King is lazy. He has twice now in the past year has been lied to by his sources because they know he won’t verify what they tell him.
It’s time for this Monday Morning Quarterback to hit the bench.
Oh, there’s one more thing. This Cris Carter bit. This is what King wrote about it today:
• You are kidding me, Cris Carter—and you are kidding me, NFL. My first reaction to the story of Carter telling NFL rookies at the 2014 Rookie Symposium that they have to find a “fall guy” in a player’s “crew” who will take the blame when the player commits a crime: My jaw dropped. My second reaction mirrored 12-year veteran Osi Umenyiora.
Precisely. Carter apologized, and though the NFL tried to distance itself from Carter’s idiotic remarks, how could the league have placed the offending video of his talk on NFL.com until yanking it Sunday? This is so offensive it boggles the mind that some person with the NFL would say, Let’s show the world this great advice about obstructing justice from a Hall of Fame hero to impressionable rookies. Also: How could NFL VP Troy Vincent, who is in charge of the symposium, have allowed Carter to spew such venom? Carter, by the way, was in his yellow Pro Football Hall of Fame blazer. In all ways, this is the biggest example of inmates running the NFL asylum that I’ve seen in years.

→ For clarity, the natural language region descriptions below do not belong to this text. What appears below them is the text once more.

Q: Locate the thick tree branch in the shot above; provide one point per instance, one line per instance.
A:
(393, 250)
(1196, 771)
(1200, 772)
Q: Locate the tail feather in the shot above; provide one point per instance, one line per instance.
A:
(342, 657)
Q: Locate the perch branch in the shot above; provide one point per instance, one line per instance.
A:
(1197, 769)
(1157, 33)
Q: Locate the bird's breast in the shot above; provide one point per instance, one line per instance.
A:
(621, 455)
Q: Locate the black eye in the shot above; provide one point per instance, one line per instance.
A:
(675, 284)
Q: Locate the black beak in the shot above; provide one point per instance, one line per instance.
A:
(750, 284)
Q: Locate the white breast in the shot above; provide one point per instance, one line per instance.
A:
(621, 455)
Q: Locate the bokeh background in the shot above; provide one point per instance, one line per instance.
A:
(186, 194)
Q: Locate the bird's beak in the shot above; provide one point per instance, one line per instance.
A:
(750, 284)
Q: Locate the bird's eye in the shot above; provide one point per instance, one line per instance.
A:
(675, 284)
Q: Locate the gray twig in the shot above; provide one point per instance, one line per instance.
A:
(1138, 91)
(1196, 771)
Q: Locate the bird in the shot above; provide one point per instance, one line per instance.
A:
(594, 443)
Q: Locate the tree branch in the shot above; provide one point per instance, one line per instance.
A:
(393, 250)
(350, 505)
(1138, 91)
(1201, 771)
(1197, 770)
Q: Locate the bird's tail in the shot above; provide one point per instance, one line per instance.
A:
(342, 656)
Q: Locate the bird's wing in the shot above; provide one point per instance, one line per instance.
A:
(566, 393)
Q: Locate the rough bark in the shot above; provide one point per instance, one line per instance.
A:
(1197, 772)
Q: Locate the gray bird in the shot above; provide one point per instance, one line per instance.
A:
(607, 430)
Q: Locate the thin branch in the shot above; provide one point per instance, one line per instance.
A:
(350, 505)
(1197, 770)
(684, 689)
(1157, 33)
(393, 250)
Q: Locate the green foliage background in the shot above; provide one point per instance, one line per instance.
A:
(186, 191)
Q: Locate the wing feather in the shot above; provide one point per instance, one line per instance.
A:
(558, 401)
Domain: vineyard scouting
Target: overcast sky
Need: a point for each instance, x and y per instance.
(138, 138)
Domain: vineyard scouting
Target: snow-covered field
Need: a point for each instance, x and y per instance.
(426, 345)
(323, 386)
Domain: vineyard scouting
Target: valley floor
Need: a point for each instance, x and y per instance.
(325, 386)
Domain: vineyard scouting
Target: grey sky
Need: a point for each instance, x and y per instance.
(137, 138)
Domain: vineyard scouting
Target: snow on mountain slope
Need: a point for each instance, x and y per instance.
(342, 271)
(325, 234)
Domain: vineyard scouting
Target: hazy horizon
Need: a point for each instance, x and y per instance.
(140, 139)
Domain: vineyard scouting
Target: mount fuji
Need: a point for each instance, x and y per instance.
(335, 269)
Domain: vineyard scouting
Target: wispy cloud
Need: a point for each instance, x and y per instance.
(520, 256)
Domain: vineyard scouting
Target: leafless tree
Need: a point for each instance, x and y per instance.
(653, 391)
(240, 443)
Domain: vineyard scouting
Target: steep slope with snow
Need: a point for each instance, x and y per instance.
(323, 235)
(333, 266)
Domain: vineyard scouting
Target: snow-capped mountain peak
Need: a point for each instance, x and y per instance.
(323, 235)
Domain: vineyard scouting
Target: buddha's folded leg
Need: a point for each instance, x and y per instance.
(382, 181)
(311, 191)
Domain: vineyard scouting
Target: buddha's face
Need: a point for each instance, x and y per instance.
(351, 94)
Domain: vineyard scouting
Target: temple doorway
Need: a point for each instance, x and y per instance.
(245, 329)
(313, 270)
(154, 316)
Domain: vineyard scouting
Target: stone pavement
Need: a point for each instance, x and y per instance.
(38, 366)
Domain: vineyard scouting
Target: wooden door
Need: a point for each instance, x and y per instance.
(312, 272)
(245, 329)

Apparently this weekend was the first time that King heard about this, and that when he heard it, his jaw dropped. He describes this as so offensive it boggles the mind and the biggest example of inmates running the NFL asylum.
He never heard about this.
You, know it’s funny. King protege, the notorious Robert Klemko, whom he apparently loves like a son, attended that Rookie symposium, and wrote about it, including a very detailed bit about the session hosted by Carter and Warren Sapp.
Except he didn’t mention the part where Carter talked about having a “fall guy.”
So let’s get this right, A Hall of Fame player says something that makes a reporter’s “jaw drop.” It is described as so offensive it boggles the mind and the biggest example of inmates running the NFL asylum – but Klemko didn’t feel it worthy of being mentioned?
UPDATE – Klemko: Why I didn’t report Cris Carter’s “fall guy” comments in 2014
So, Klemko cooperates with the NFL and leaves that out of his story, but he doesn’t tell his boss? I’m not sure which is worse, the above scenario or this one.